AI Experience San Francisco: Highlights from Farmers Insurance Group, Airbnb, and Adobe

AI is one of the hottest topics in Silicon Valley (and beyond). On Tuesday, June 12 at the AI Experience roadshow, hundreds of curious Bay Area executives, analysts, and data scientists were on hand at the W Hotel San Francisco to see for themselves just what it means to be an AI-driven enterprise. And thanks to a trio of DataRobot users, those attendees were able to witness firsthand how automated machine learning is helping their organizations realize that AI-driven vision.

IMG_0054

Yashar Mehdad (Airbnb), Scot Barton (Farmers Insurance), Gourab De (DataRobot), Rob Liebscher (Adobe)

 

Speaker 1: Scot Barton, Head of Business Insurance R&D at Farmers Insurance 

Scot has always understood the potential for applying data science to the vast amount of available data within the insurance industry, and how that can yield powerful results for use cases like pricing, claims processing, and customer service. But there was always one important data source that eluded Scot and his data science team...until they started using DataRobot: 

Text analysis.

Computers do a great job of processing numerical data, but when it comes to analyzing words and text — commonly found in insurance applications they struggle. Scot warns that data science teams can’t even consider including text data, an untapped resource in building models, until they have the maturity to work with Ensemble Models, something DataRobot automatically generates.

 

For Scot and Farmers Insurance, DataRobot is a tool that even a junior data scientist on his team can use to make predictions, present findings, and accelerate the business conversation.

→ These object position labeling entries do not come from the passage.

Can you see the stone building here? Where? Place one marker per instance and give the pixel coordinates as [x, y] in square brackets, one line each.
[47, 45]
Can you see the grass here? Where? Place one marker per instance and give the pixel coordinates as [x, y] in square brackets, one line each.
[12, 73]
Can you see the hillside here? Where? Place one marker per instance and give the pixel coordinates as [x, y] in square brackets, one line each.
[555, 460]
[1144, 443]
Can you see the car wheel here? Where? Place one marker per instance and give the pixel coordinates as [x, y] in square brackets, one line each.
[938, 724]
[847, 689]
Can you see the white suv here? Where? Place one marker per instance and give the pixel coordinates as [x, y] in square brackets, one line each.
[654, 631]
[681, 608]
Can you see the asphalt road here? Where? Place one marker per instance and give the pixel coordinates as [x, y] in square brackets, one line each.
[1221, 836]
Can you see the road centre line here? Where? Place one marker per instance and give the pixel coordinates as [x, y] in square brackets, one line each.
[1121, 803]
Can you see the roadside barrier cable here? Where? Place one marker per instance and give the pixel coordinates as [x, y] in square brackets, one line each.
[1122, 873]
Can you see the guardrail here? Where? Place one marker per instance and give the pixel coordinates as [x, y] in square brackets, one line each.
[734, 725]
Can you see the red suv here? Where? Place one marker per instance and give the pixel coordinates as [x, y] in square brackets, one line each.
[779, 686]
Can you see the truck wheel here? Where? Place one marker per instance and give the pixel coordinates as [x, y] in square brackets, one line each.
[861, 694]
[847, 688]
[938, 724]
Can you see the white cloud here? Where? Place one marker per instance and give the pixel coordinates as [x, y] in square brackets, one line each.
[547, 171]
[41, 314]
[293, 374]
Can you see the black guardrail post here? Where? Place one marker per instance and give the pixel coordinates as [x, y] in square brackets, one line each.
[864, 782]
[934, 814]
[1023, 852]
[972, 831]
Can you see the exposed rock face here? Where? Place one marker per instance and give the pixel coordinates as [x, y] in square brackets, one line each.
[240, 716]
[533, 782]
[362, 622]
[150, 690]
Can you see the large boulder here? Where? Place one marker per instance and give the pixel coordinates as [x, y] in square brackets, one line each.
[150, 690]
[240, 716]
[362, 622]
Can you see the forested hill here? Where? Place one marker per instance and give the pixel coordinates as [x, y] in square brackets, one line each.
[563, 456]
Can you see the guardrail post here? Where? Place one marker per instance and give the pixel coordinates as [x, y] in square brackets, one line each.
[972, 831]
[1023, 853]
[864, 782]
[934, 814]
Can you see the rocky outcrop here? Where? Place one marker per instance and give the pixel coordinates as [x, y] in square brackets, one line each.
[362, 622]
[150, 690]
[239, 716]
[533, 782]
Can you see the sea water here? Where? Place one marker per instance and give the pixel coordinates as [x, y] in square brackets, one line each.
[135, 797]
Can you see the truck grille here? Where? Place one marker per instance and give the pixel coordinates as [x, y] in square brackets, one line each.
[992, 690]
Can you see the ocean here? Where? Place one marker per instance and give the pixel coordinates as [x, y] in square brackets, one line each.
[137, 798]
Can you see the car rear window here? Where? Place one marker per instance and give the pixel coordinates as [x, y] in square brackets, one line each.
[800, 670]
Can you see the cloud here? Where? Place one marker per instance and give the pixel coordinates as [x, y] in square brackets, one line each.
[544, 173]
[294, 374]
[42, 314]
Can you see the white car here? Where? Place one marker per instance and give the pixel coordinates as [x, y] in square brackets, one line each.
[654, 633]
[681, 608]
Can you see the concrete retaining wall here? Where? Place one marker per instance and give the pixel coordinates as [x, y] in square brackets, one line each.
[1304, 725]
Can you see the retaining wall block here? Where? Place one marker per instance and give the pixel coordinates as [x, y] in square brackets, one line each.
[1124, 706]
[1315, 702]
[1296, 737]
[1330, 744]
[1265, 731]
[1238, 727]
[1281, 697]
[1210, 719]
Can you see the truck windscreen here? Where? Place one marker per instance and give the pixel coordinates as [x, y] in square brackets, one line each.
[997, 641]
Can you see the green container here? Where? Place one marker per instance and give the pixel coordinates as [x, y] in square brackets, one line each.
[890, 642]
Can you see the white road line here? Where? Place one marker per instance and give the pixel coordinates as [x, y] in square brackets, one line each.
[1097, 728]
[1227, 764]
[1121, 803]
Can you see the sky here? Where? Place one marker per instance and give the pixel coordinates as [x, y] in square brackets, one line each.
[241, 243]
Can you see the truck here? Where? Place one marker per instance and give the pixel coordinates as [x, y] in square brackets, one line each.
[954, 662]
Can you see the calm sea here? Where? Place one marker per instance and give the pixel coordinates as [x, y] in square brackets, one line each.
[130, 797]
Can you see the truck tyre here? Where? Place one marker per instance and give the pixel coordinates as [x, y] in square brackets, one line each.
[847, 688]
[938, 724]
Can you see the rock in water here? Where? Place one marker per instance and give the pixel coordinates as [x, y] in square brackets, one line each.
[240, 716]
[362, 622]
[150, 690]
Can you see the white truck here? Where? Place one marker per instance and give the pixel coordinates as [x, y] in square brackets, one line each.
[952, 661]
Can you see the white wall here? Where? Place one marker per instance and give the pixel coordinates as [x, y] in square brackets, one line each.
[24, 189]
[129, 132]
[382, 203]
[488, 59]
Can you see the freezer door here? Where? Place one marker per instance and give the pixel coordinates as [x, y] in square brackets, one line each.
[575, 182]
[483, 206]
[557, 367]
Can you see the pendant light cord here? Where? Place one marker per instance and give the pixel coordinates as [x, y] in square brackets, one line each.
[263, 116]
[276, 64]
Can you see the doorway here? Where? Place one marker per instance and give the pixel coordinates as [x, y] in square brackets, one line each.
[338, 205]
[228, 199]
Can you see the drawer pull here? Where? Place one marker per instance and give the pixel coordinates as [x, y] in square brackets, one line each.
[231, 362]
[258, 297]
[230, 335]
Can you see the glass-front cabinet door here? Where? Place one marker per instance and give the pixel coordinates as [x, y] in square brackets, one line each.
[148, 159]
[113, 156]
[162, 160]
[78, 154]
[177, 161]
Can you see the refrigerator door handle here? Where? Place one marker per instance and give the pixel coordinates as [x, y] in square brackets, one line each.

In his presentation, Scot dove into some of the complexities of text analysis  word order, context, punctuation, stemming, stop words and shared his solutions for solving those issues. For example, text from surveys can be stemmed (i.e. “conference” and “conferences” treated the same) and stop words removed (i.e. words like “the” and “this"). The remaining words can then be tokenized  turned into a table containing 1s and 0s  and a vector created for each survey record. Using these approaches, Scot’s team can clean up and prepare text data, and then input that data into predictive models.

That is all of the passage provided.